In the long-run, a monopolistically competitive market is inefficient. It achieves neither allocative nor productive efficiency. Also, since a monopolistic competitive firm has power over the market that is similar to a monopoly, its profit maximizing level of production will result in a net loss of consumer and producer surplus.
Setting a Price and Determining Profit
Like monopolies, the suppliers in monopolistic competitive markets are price makers and will behave similarly in the long-run. Also like a monopoly, a monopolistic competitive firm will maximize its profits by producing goods to the point where its marginal revenues equals its marginal costs. The profit maximizing price of the good will be determined based on where the profit-maximizing quantity amount falls on the average revenue curve.

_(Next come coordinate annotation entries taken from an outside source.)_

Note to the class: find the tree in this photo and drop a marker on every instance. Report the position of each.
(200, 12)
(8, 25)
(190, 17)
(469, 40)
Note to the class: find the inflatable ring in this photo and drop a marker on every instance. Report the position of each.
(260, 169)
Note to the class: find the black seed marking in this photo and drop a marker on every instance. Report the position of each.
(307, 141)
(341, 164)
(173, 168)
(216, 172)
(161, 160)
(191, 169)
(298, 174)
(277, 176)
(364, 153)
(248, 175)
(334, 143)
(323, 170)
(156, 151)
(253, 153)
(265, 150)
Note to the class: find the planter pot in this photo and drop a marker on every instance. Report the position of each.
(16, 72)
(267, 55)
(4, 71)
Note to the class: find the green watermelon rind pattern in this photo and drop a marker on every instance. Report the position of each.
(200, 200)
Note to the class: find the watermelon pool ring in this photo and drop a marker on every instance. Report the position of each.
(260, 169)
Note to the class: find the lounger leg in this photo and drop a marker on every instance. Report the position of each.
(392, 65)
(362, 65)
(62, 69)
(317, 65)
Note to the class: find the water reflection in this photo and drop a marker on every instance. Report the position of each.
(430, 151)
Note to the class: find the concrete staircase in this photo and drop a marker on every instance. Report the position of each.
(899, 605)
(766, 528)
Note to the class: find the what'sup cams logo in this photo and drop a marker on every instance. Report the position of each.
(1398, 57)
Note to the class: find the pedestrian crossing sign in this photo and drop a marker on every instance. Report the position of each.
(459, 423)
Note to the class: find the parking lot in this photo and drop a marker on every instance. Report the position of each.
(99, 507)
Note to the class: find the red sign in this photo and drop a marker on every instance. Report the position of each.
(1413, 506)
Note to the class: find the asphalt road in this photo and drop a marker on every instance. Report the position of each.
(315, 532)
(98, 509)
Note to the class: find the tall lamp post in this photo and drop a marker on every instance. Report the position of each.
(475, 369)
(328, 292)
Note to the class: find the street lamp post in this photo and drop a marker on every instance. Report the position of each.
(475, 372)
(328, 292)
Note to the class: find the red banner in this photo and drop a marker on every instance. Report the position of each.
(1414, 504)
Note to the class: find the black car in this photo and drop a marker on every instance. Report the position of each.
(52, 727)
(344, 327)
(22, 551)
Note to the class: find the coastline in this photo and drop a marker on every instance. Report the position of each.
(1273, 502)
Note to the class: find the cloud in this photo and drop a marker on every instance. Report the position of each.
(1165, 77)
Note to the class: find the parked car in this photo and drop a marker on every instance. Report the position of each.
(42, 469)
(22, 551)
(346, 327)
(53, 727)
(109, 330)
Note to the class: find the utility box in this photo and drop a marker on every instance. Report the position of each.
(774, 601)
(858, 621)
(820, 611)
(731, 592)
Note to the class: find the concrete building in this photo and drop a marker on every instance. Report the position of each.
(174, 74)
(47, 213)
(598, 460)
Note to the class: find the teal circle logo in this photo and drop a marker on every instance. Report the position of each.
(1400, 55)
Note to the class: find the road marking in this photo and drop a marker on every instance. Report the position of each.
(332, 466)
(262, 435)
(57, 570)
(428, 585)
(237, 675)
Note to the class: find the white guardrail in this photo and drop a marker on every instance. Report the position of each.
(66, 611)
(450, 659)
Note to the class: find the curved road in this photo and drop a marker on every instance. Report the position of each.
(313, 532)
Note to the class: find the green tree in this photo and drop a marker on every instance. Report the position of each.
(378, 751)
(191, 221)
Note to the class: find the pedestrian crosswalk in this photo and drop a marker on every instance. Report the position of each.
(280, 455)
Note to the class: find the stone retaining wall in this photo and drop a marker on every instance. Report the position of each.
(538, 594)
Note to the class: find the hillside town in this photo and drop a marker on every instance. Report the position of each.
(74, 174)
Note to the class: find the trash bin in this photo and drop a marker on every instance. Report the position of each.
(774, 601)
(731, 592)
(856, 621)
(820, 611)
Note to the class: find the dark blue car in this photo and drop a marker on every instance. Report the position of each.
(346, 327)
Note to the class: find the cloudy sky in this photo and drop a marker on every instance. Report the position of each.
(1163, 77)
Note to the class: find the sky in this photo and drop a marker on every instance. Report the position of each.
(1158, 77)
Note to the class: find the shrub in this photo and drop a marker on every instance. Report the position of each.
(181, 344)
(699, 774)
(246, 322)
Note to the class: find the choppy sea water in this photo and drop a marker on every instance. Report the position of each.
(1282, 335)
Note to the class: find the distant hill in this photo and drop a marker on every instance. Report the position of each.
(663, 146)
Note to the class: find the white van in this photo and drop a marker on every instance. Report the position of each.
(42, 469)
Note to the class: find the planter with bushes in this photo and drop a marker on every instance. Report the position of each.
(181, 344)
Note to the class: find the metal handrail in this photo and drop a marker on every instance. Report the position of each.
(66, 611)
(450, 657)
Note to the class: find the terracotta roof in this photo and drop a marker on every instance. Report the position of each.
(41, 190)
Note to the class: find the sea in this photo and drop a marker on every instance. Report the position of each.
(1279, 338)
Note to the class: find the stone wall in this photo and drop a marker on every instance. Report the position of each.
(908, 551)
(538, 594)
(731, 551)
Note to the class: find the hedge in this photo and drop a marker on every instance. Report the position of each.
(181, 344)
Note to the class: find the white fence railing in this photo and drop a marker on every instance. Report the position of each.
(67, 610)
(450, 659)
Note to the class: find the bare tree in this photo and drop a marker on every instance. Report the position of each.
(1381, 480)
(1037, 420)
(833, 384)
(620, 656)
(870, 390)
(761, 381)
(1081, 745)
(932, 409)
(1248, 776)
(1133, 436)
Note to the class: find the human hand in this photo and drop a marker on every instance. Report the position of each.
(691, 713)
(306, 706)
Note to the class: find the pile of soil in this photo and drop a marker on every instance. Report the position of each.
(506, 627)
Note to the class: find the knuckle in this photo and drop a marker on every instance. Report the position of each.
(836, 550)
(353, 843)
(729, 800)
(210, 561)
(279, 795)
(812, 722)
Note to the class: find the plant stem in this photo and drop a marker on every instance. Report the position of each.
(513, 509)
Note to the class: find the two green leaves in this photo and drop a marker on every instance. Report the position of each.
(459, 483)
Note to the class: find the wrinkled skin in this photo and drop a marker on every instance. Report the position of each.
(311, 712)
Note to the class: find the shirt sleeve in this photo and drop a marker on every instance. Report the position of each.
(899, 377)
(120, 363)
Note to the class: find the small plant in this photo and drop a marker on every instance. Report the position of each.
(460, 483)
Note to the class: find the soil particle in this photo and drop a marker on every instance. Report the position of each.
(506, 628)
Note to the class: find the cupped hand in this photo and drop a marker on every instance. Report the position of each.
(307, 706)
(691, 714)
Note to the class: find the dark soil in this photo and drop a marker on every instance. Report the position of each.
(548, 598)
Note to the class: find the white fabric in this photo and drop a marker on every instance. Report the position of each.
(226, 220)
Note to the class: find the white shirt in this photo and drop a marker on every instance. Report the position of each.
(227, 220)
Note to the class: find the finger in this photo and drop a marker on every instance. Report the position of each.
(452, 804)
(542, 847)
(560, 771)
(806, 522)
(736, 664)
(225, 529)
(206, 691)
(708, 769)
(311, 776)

While a monopolistic competitive firm can make a profit in the short-run, the effect of its monopoly-like pricing will cause a decrease in demand in the long-run. This increases the need for firms to differentiate their products, leading to an increase in average total cost. The decrease in demand and increase in cost causes the long run average cost curve to become tangent to the demand curve at the good's profit maximizing price. This means two things. First, that the firms in a monopolistic competitive market will produce a surplus in the long run. Second, the firm will only be able to break even in the long-run; it will not be able to earn an economic profit (Figure 1).